Evaluation of Airborne Crocidolite Fibers at an Asbestos- Cement Plant
Van Orden, Drew R, Richard J Lee, Matthew S Sanchez, Matthew D Zock, Edward B Ilgren, Yumi Kamiya, “Evaluation of Airborne Crocidolite Fibers at an Asbestos- Cement Plant”, Annals of Respiratory Medicine, Case Study, July 26, 2012
Construction Materials, EH&S, Materials Characterization, Mining & Minerals, Particle Characterization
In many developing countries, asbestos is still used for friction products, insulation, and asbestos cement products. However, there is very limited modern data evaluating the airborne concentrations of asbestos fibers in operating asbestos plants. We have conducted an Industrial Hygiene survey, using state of the art PCM and TEM analysis, of a Bolivian asbestos cement plant that uses crocidolite during the production of roofing shingles and water tanks. The study is the first to use modern analytical measurements in an uncontrolled asbestos environment. Thus, this study offers insight into the historical airborne exposures at asbestos plants operating before modern dust control measures were introduced or airborne fiber levels regulated. The results suggest that fiber concentrations are far in excess of those for which current models would predict the onset of asbestos disease and mesothelioma.
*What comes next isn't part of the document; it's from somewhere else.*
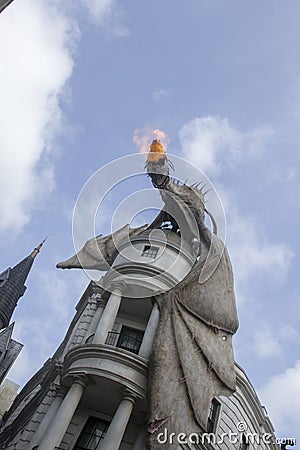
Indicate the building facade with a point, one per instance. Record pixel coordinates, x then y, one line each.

Significantly, the plant and community do not have an elevated incidence of asbestos disease or mesothelioma. Airborne fiber levels during comminution and fiber sizing ranged from 100 to as much as 1,000 f/cc. Fiber levels in the mixing, forming and finishing areas ranged from 0.5 to 9 f/cc. Based on the number of overloaded samples and estimates of their concentration, historical estimates of exposure may be underestimated by an order of magnitude. Also, an excellent correlation (1:1) between the PCM and TEM fiber concentrations (for fibers _0.25 um diameter) were obtained, raising questions about the conventional wisdom that the PCM systematically undercounts fibers. The results of this study further indicate that current models may overestimate the risk of asbestos disease and mesothelioma.